You brought up something that made me think. With the smashing of windows, burning, lawlessness, all this is because of one thing: defunding or withholding extra funds for police departments. If you look across the country, cities that are Democratically ran are the same cities that called for defunding the police throughout 2020 (and even now). San Francisco Mayor London Breed cut $120 million from both San Francisco Police and Sherriff’s Department. Look what’s happening throughout the city of San Francisco. Yet, House Speaker Nancy Pelosi said last week she doesn’t understand where all the lawlessness came from. Chicago Mayor Lori Lightfoot proposed cutting $80 million from the police budget is now asking for help from the feds. Portland City Council defunded Portland Police by $15 million last year. I can keep going. Far left wanted police defunded, this is the result of it.
With your topic about racism. I will be the first to admit that I struggled with racism in my life. Not so much with my upbringing, but my service in Iraq really changed me. As a matter of fact, I found myself really going off the rails. Here’s where things changed for me. In December 2015, I came to accept Jesus as my Lord and Savior. From there, He broke the chains of hatred and gave me a heart of love. Ephesians 4:32 “Be kind to one another, tenderhearted, forgiving one another, as God in Christ forgave you.” Rather than showing hate, Paul is telling the people of Ephesus to be kind of love each other. Galatians 3:28 “There is neither Jew nor Greek, there is neither slave nor free, there is no male and female, for you are all one in Christ Jesus.” Romans 10:12-13 “For there is no distinction between Jew and Greek; for the same Lord is Lord of all, bestowing his riches on all who call on him. 13 For “everyone who calls on the name of the Lord will be saved.” I can give you a LIST of bible versus that says how we, as Christians are to be. I’m not referring to the Westboro Baptist Church who’s doctrine is way off from the bible.

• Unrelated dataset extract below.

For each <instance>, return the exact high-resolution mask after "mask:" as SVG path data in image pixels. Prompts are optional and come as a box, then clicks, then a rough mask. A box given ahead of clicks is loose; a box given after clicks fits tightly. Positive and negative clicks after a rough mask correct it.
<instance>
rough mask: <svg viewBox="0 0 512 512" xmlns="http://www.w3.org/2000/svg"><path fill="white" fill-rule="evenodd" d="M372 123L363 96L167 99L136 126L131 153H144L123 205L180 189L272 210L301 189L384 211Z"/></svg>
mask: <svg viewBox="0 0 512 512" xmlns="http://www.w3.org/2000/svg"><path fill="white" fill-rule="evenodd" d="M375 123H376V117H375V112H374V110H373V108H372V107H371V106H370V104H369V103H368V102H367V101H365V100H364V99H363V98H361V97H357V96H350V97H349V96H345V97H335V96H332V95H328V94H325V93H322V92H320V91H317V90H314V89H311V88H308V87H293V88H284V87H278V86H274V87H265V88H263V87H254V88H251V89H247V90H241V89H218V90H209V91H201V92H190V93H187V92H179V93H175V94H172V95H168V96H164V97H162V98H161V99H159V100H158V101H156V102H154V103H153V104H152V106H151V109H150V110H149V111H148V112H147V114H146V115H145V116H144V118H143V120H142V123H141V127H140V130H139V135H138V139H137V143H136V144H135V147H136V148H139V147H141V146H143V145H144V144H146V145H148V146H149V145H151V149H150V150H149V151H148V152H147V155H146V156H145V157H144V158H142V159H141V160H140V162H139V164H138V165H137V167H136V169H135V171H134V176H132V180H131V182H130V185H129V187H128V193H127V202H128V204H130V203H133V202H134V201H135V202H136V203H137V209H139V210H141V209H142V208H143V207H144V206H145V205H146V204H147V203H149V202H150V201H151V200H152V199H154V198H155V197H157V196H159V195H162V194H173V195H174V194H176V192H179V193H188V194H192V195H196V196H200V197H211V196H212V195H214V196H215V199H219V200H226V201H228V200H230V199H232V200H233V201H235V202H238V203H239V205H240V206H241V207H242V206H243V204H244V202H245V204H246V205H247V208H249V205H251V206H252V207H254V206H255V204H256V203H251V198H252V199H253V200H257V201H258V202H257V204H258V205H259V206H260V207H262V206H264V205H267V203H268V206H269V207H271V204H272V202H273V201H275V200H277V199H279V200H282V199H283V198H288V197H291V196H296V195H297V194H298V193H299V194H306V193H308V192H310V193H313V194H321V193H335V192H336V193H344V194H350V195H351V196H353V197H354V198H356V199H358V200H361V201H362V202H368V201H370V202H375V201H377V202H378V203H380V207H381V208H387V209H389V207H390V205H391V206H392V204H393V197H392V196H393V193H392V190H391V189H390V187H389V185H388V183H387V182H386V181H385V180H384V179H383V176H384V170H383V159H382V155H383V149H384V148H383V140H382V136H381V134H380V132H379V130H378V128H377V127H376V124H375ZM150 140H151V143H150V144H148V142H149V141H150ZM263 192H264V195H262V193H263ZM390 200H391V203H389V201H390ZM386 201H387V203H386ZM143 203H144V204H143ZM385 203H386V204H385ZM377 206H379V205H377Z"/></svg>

In the spirit of Christmas, I like to refer to the song “O Holy Night.” There’s a line that I would like to share: ‘Chains shall He break for the slave is our brother, And in His name all oppression shall cease.’ This is what Jesus came to do. He came to break us of our chains of hatred. He came to free the world. For someone who is the Son of God, He came in a very humble way. Other than Jesus, can you imagine anybody you know wanting to be born in a manger? I know I don’t.
The point is, rather than combatting racism being anti-racist, I have a solution that is so much better. Romans 10:9-10 says “Because, if you confess with your mouth that Jesus is Lord and believe in your heart that God raised him from the dead, you will be saved. For with the heart one believes and is justified, and with the mouth one confesses and is saved.” Jesus is the ultimate answer to everything. Merry Christmas from my family to yours.